But the wavering was quite hard to keep up for very long – over the top of Doctor Who, Grandma was telling me about her finest hauls at TK Maxx this year. Watching telly, I therefore tried to remind myself in my slightly drunken glow, isn't really about my Panasonic's "unique image-analysis processors" delivering ever-sharper visual "fidelity". It is, as any of the Royle family will tell you as soon as EastEnders is over, a bit of a get-together round any box with half-decent reception.

And, comfortingly, it's clear that millions of others feel the same. Last week came the news that Sony is worried that not enough of us are buying their Blu-ray DVD players or the high-definition discs to play in them: the players only accounted for 12 per cent of the market in western Europe this year, which is bad news, apparently. Are we refusing to embrace the most up-to-date (and most costly) viewing technology because we're just a bunch of neo-Luddites?

Perhaps. It took nearly a decade for the DVD player, with all its whizz bang knobs and dials, to kill off the VHS player. DVD triumphed, eventually. But the recent advent of the new "high-definition" (HD) viewing systems shows that it rarely pays to be – jargon alert! – an early adopter.

Earlier this month the BBC had to deal with complaints when viewers of its HD channel claimed that the picture quality had deteriorated; the BBC responded with some flannel about bit-rates and encoding, but the grumbling continues.

Down at the pictures, it's quite different: digital projection is increasingly common in cinemas and we'll apparently flock to any film with "3D" in the title. But that's because someone else is footing the bill for the kit, presumably. At home, though, industry analysts say that we're happy to put up with "good enough" tellies and DVD players, and then shake their heads in disappointment.

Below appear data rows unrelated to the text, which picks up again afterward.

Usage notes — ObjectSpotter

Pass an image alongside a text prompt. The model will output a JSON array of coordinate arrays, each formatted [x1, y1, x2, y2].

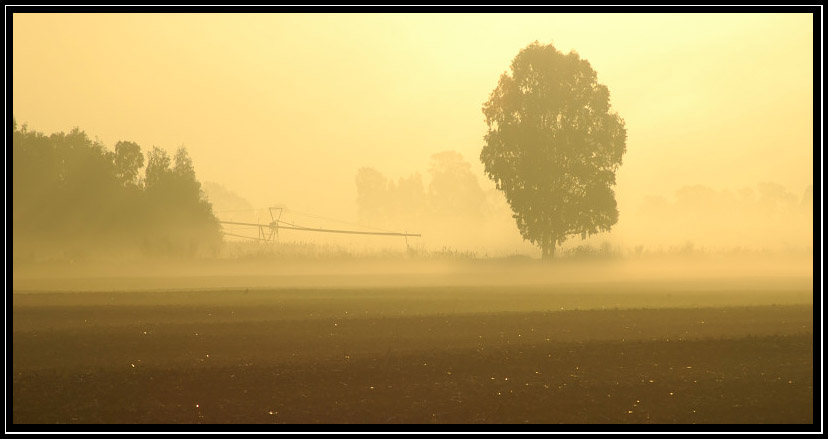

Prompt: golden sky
[[12, 13, 814, 254]]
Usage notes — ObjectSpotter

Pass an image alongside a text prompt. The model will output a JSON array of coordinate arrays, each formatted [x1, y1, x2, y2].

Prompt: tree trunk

And neither is the recession entirely to blame. In fact, if you're sitting there reading this between glimpses at a cathode-ray telly showing a DVD you cadged off a Sunday paper a couple of years ago and on a player you got for £50, you're not that far from the leading edge of 21st-century audio-visual technology: the "good-enough" credo.

The iPod, for all its genius, uses none-too-faithful MP3 sound files; the iPlayer is watched by and large on rubbish computer screens; and internet phone calls can be iffy, suffering from lag and prone to sudden termination. Each values convenience over high fidelity, and found mass audiences for technology that is good enough, and no more.

(By the way, as a plodding good-enougher, I would never have spotted this trend on my own. I read about it in Wired magazine.)

Cue the next home entertainment revolution: 3D TV. Sky has begun trialling this, and by some accounts it's pretty good, particularly for sport. But let's fast-forward a few years, to Christmas Day 2015. The six-year-old has pulled the 3D set-top box off the telly for the three-year-old to see out of the window better. Grandma has sat on a pair of 3D specs (£50 a pop?). And Grandpa is sitting at the wrong angle and can see four Doctor Whos but only in D. It's just not good enough, is it?